À sa vie libre s’ajoutait son caractère incontrôlable et donc dangereux.
Jamais condamné, Raphaël pouvait attirer une attention fâcheuse, de nature
à mettre en lumière les autres faces cachées de la famille, et Lucie, qui avait
si bien su mater le reste de la lignée, n’avait que peu de prise sur lui. Pour
elle, c’étaient beaucoup d’efforts pour rien.
Mon grand-oncle et ma mère ne parlaient pas le même langage. Raphaël
méprisait tout ce à côté de quoi sa nièce était passée. Selon lui, Lucie
n’avait pas l’antisémitisme utile. Intelligente, oui, elle l’était ; c’était même
l’idéologue de la famille, orthodoxe, en plus, mais trop idéaliste aux yeux
de Raphaël, insuffisamment vénale. Pour lui, cette dinde avait cherché
l’amour plus que la possession. Financièrement, elle avait raté son
antisémitisme ; elle n’en avait rien tiré.
De son côté, Raphaël n’adhérait pas à tous ces grands discours. Il était
certes antisémite mais, disait-il, tout le monde avait été obligé de collaborer.
Il s’était enrichi au contact des nazis parce qu’ils étaient au pouvoir, comme
il aurait pu le faire avec d’autres. Lui qui avait raté son baccalauréat avait
suivi l’air du temps et semblait dire à sa nièce : « Toi qui es intelligente et
as fait des études, tu n’as pas réussi », portant son attention sur Lucie et non
sur son autre nièce, Zizi, qui criait souvent, mais n’avait pas les mêmes
capacités. Celle-là seule était une véritable adversaire.

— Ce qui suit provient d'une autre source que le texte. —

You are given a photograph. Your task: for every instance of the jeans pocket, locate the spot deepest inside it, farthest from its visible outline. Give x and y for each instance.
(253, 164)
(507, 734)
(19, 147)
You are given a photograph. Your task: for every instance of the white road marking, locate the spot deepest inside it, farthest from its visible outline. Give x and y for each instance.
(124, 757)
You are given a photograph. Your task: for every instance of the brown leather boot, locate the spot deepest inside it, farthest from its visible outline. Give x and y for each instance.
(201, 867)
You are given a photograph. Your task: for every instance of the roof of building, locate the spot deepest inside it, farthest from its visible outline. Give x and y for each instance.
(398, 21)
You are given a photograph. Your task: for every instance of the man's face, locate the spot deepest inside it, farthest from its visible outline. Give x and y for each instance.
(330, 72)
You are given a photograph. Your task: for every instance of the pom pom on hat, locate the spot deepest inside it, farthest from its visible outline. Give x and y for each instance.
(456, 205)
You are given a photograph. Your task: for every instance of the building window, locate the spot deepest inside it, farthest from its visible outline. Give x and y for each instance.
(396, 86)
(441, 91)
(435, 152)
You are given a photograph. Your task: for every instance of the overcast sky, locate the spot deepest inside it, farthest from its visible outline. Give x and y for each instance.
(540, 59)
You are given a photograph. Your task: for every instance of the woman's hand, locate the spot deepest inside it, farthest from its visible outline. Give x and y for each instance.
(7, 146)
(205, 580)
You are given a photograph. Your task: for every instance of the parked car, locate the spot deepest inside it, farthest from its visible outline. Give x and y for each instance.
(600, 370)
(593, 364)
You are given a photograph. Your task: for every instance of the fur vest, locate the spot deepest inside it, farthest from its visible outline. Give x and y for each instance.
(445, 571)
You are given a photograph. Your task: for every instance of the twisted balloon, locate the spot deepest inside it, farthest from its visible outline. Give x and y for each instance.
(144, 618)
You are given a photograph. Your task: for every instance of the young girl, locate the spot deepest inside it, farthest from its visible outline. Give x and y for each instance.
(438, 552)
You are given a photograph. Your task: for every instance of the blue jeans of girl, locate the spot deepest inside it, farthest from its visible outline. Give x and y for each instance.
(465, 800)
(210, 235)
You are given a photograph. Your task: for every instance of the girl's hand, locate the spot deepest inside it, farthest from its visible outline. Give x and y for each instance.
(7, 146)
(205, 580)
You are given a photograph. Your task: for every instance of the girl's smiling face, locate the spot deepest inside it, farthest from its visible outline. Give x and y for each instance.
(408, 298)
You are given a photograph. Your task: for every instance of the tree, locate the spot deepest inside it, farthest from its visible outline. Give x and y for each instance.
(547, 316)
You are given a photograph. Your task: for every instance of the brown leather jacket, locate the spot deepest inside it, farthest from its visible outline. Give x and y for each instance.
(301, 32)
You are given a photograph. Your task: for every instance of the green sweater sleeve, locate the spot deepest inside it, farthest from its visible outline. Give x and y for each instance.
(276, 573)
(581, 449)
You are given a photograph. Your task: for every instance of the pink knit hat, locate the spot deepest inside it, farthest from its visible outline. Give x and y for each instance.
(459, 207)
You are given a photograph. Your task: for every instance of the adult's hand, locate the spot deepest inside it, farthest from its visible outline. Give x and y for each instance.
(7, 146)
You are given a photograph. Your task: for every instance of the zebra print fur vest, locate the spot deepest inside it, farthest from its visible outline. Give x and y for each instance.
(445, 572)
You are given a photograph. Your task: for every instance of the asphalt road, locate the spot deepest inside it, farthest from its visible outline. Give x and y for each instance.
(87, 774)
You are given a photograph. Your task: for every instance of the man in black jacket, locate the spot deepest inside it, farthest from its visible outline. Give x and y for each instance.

Quand la conversation tombait sur cette période de l’Occupation,
Raphaël, auquel manquaient sans doute des capacités d’argumentation et
qui savait combien il avait été opportuniste, se mettait aussitôt en colère.
« Qu’importe qu’une chose soit vraie ou fausse si on est persuadé qu’elle
est vraie. Qui a raison ? » répétait-il, se refusant à juger. C’était son dernier
mot. Sa seule idée était qu’aujourd’hui, on ne faisait plus assez travailler
« les Français ». Pourquoi n’engageait-on pas des chanteurs français, des
metteurs en scène français, dans des mises en scène françaises, voilà ce qui
lui échappait. Avec ces nouveaux chanteurs qui n’articulaient pas, c’était
bien simple, on ne comprenait rien. Lui, l’homosexuel, prônait un fascisme
bon enfant, sans en connaître véritablement les périls ni savoir qu’il faisait
partie des boucs émissaires. De toute façon, il ne votait pas. Vraiment, qui
avait raison ? Pour lui, la vie était un jeu. Mais Lucie en savait trop.
Les rares fois où Raphaël était en présence de ma famille, l’écart
continuait de se creuser entre eux. Telle fois, il lui arrivait de raconter, dans
un silence consterné, comment il avait donné de l’argent à un garçon
rencontré sur un banc des Grands Boulevards, pour qu’il l’accompagne au
spectacle, et plus, si affinités ; comment il avait ensuite perdu ses clés et
tout ce qu’il portait sur lui, sans doute dépouillé par ledit garçon, puis la
façon dont il avait dû loger à l’hôtel, en face de chez lui, en attendant le
matin pour faire venir le serrurier.
À l’écoute de ces récits légers, le gigot-flageolets du déjeuner dominical
semblait mal passer, en ce jour du Seigneur. Vraiment, ces homosexuels
pourraient être plus discrets.
Le dernier avait soixante ans de moins que lui. Ce n’était plus Raphaël,
le gigolo. Et s’il avait longtemps aimé conduire sa voiture décapotable bleu
métallisé, une Panhard Tigre Cabriolet qui ressemblait à un jouet, c’était
désormais dans une Clio qu’il exhibait ses poulets.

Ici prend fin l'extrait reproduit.